European Union finance ministers have agreed to add 10 countries to a blacklist of alleged tax havens, including the United Arab Emirates. According to Bloomberg, the agreement means the list will now have 15 jurisdictions, triple the number of what it had before the review. It comes just over a year after the EU agreed to “name and shame” a small number of nations as part of its efforts to fight opaque practices that facilitate tax avoidance by multinationals and individuals.
The blacklist “has had a resounding effect on tax transparency and fairness worldwide,” EU Economic and Monetary Affairs Commissioner Pierre Moscovici said in a statement. “We are raising the bar of tax good governance globally and cutting out the opportunities for tax abuse.” The EU list is composed of countries that "either failed to deliver on their commitments to comply with required good-governance criteria, or did not commit to do so at all," according to the European Commission, the EU executive in Brussels. The inclusion of the U.A.E. was a particularly thorny issue, with Italy and Estonia pushing until the last minute to get the nation off the list, according to officials familiar with the discussions, Bloombergreports. Italy's populist government wanted the Emirates to be placed on a secondary “grey list” of countries that have agreed to fix their deficiencies in line with the EU requirements, arguing that the UAE was facing “constitutional constraints” and had to work with a “time-consuming legislative process” to pass the necessary reforms.

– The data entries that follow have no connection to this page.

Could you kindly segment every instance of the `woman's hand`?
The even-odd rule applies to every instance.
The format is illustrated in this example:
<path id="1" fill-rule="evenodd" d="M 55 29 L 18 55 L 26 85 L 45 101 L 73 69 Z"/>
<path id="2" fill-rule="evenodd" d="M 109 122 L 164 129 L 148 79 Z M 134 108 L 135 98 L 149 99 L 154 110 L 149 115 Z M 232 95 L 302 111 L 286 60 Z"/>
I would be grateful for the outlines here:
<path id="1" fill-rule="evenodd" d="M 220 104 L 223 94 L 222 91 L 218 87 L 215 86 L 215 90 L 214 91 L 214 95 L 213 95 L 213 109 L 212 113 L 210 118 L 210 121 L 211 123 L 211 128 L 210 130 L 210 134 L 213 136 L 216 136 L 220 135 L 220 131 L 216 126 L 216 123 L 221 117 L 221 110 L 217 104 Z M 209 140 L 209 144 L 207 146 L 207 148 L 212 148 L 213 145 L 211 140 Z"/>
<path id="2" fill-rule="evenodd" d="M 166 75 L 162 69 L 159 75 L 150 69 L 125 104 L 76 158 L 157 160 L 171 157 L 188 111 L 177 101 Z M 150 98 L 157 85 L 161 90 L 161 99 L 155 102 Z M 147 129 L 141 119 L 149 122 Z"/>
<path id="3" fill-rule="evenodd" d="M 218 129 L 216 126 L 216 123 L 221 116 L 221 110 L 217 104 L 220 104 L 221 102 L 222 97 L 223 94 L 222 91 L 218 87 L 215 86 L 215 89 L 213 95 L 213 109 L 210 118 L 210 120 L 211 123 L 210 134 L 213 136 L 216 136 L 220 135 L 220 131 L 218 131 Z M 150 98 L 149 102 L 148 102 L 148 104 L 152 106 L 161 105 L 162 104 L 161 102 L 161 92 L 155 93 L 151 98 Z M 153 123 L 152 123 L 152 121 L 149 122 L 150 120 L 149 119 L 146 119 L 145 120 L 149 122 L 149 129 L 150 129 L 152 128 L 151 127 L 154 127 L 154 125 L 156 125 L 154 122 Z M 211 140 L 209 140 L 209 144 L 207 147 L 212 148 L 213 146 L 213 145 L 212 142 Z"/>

The key aim of of the updated tax-haven blacklist has been to act as an incentive for countries to bring their tax systems in line with EU standards, for fear of being named and shamed. “Thanks to the listing process, dozens of countries have abolished harmful tax regimes and have come into line with international standards on transparency and fair taxation,” Moscovici said. A senior UAE banking official said the UAE expects to reach an amicable solution with the European Union soon on the issue of including the emirate in the list of non-cooperative jurisdictions for tax purposes, saying the blacklisting was due to "lack of communication and lack of understanding." The updated list includes existing transgressors American Samoa, Guam, Samoa, Trinidad and Tobago and U.S. Virgin Islands, while new entries are Aruba, Barbados, Belize, Bermuda, Dominica, Fiji, Marshall Islands, Oman, Vanuatu and the U.A.E.